I meant that a standard core that they agree upon that gives some kind of base from which to work, a minimum level. I read @reggaemuffin's proposal but for the average user (myself included) it is going to be very difficult to get the head around without expert understanding let alone if there are 50 variations versions floating around in posts lost to time etc.
So will there be a proposal put forward that can be tweaked by discussion to reach some standard form that a witness can agree to and then we as community can vote accordingly based on at least that base level of standardization. And then the possibility to see clearly which witnesses agreed to it and which didn't?
It is already difficult to know what all the witnesses are working on etc so having some way to know that there is at least a base level met would make things somewhat easier to track for less technical users who don't live 24/7 on Steem or in the processes of software development.
Of course, it is up to the community to develop the interfaces, the understanding and our responsibility to keep track of the 200+ witnesses and their comings and goings each day but it might be easier with a tool or two.
Hmm, in a sense I get you Taraz.

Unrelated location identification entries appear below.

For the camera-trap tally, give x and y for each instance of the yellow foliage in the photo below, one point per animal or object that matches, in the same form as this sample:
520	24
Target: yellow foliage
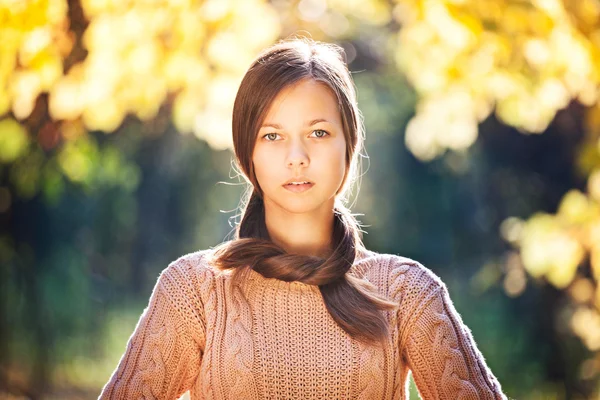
34	42
528	60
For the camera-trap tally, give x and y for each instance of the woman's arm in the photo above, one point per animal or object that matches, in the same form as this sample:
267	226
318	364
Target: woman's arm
441	352
163	355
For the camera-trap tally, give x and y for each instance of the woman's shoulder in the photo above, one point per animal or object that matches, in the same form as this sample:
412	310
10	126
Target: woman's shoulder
192	270
403	274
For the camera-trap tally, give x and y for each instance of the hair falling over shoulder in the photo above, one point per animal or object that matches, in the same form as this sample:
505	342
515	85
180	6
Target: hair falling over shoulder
352	302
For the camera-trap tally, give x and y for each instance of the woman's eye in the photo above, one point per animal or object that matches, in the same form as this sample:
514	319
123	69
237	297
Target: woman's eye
270	137
320	133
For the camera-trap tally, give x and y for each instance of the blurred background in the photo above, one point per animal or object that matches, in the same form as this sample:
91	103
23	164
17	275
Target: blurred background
483	131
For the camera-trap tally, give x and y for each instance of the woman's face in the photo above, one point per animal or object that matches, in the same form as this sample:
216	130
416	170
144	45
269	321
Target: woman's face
301	139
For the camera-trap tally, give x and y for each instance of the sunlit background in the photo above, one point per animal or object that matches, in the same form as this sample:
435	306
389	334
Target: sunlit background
483	131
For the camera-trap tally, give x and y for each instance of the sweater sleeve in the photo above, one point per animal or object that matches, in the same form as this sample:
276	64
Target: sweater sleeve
163	354
440	350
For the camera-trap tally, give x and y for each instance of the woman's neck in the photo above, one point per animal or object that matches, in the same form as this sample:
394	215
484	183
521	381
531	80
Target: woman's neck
306	234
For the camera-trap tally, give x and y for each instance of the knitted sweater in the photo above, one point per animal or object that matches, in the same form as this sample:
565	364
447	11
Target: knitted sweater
271	339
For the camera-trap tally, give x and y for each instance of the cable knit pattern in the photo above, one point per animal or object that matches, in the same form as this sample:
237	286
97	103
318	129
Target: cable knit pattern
269	339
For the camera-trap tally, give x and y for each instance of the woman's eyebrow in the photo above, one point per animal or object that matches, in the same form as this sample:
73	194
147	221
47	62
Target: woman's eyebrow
309	123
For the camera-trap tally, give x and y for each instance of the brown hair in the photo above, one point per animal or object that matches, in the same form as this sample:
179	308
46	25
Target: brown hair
352	302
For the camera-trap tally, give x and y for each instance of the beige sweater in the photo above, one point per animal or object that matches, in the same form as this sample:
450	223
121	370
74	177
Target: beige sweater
276	340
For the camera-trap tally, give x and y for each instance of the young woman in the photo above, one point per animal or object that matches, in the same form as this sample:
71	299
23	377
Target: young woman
295	307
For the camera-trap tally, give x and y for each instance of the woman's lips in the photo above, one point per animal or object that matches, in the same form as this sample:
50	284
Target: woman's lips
298	188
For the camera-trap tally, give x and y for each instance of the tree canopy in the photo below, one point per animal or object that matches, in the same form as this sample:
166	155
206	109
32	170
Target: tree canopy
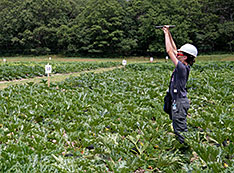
113	27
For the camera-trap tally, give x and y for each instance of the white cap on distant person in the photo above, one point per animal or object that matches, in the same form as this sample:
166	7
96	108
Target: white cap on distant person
189	49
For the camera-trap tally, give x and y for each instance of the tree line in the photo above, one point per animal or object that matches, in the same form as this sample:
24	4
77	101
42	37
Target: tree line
113	27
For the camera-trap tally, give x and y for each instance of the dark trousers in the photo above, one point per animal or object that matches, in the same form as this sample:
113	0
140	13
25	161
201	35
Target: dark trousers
179	111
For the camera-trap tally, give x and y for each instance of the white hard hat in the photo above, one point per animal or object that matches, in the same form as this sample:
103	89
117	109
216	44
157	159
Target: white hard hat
189	49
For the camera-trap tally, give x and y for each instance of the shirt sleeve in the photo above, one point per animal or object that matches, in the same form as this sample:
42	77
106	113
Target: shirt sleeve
181	69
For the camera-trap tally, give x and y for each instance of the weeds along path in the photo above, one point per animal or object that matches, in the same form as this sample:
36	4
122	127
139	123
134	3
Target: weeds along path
53	77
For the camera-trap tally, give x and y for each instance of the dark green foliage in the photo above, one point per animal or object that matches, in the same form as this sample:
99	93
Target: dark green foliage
114	122
12	71
113	27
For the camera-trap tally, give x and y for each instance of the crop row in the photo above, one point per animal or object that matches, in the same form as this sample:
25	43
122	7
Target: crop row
114	121
11	71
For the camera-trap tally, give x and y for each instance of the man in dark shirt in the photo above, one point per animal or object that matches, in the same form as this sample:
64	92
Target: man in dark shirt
182	59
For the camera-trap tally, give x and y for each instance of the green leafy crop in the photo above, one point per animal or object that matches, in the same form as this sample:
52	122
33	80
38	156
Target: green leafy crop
114	122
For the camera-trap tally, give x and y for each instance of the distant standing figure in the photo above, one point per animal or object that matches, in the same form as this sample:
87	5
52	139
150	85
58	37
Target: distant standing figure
182	59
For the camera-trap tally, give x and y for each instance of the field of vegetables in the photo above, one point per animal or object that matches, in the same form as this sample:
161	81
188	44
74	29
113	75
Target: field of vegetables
23	70
114	122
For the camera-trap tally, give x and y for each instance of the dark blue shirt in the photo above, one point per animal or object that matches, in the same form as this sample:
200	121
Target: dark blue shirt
178	82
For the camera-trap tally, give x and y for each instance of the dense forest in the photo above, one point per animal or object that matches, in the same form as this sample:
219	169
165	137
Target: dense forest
113	27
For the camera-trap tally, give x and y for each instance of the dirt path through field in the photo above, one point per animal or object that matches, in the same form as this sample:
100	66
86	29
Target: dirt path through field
53	77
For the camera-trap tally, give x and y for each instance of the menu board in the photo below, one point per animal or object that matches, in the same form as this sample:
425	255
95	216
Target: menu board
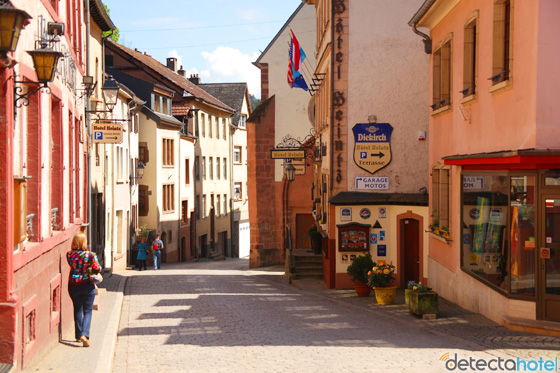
353	237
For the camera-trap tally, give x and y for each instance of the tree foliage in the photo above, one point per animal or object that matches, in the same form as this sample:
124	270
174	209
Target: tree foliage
115	35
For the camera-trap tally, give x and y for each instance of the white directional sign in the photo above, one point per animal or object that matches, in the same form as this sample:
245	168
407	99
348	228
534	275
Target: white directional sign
372	183
107	132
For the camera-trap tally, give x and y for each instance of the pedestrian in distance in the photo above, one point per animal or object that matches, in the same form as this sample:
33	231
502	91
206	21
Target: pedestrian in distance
142	255
83	265
157	247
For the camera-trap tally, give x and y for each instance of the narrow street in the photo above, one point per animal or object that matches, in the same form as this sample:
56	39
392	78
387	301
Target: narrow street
219	316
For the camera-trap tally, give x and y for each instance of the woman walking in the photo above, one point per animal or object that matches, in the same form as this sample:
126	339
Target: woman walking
83	263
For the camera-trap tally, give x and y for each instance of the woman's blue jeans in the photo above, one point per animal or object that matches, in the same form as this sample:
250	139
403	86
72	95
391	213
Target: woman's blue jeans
82	296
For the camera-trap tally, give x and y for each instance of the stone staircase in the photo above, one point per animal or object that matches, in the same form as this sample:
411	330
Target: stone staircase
306	265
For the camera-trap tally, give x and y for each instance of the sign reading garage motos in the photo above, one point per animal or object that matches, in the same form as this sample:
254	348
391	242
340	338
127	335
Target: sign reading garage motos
372	148
287	153
107	132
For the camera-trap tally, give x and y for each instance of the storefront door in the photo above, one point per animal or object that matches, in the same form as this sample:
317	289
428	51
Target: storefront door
549	258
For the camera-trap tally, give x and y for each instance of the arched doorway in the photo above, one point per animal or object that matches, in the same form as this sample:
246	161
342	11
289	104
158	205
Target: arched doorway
410	248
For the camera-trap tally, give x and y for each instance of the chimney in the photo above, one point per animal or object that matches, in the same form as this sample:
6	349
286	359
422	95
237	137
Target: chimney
195	79
172	64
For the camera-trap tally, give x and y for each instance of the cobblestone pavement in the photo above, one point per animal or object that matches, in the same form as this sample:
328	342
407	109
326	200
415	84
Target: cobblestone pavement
218	316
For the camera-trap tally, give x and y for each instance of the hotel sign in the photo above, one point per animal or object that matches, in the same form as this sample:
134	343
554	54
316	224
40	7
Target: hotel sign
287	153
107	132
372	147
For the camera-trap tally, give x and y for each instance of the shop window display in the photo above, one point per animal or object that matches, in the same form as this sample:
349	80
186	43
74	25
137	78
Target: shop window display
484	238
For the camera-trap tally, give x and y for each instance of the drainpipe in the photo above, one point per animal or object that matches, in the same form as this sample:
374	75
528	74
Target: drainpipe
88	124
416	18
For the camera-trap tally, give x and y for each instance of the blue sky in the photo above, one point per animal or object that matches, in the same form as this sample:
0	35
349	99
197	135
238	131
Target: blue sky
217	39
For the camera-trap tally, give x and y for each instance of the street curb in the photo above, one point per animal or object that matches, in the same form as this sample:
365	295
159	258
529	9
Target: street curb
109	343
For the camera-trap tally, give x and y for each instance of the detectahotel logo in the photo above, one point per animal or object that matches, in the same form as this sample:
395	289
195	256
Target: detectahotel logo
517	364
372	146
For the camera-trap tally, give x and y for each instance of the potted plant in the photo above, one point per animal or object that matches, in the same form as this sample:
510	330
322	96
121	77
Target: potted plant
316	240
421	300
358	271
380	278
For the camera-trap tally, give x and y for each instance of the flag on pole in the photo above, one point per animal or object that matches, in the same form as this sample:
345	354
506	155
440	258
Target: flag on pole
297	56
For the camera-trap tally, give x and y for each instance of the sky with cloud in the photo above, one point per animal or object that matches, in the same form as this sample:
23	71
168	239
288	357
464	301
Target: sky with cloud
216	39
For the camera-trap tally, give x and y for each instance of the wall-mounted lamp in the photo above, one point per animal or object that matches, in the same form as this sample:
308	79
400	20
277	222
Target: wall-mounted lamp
45	61
11	23
139	172
290	173
110	91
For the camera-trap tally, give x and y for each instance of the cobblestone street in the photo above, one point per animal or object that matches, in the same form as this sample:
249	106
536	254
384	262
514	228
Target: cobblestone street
218	316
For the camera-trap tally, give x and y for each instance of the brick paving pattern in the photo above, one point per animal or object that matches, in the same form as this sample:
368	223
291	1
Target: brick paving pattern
219	316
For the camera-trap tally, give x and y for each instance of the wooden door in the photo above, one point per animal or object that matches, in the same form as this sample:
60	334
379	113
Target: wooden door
304	222
411	250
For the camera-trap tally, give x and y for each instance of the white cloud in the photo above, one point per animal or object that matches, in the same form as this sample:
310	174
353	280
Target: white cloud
226	65
248	14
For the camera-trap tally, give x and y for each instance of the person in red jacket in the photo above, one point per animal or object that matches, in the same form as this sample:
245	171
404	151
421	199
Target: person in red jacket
82	291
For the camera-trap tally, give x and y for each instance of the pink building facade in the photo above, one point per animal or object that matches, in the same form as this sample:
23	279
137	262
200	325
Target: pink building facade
495	157
43	177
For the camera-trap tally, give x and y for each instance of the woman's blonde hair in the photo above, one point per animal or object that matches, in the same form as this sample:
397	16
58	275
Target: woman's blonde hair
79	242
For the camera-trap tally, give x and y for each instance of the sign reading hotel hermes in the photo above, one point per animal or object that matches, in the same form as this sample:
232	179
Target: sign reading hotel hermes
287	153
107	132
372	148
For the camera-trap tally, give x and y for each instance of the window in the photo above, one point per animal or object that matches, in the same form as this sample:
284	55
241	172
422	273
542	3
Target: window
440	198
469	58
143	200
237	191
218	168
217	127
167	152
168	198
204	206
203	125
237	154
187	172
185	212
442	76
499	217
143	153
502	45
203	168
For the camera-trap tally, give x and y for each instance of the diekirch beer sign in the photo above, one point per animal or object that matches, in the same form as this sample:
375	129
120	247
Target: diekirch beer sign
372	146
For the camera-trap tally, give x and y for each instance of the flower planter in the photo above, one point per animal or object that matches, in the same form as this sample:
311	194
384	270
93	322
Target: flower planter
421	303
362	289
385	295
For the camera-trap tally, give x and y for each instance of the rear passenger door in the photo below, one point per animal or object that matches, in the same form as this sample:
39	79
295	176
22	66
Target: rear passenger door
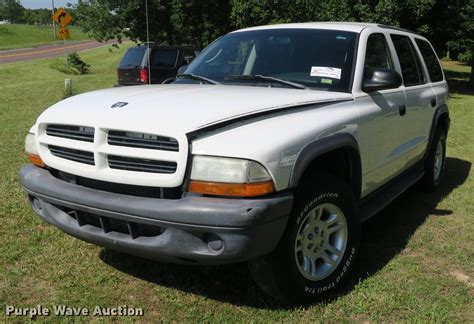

It's complicated to track down the platforms of many witness candidates you'd evaluate for voting. And certainly it would be even more difficult for people who barely know what witnesses are, if they will be interested at all. How would we convince them to take time and evaluate every witness they vote for at length? That's nearly impossible.
Adhering to common standards may simplify things. But Steem governance will resemble more and more with real life political arena, and it seems many want to go as far from those models as possible. We'd just give birth to parties and doctrines this way.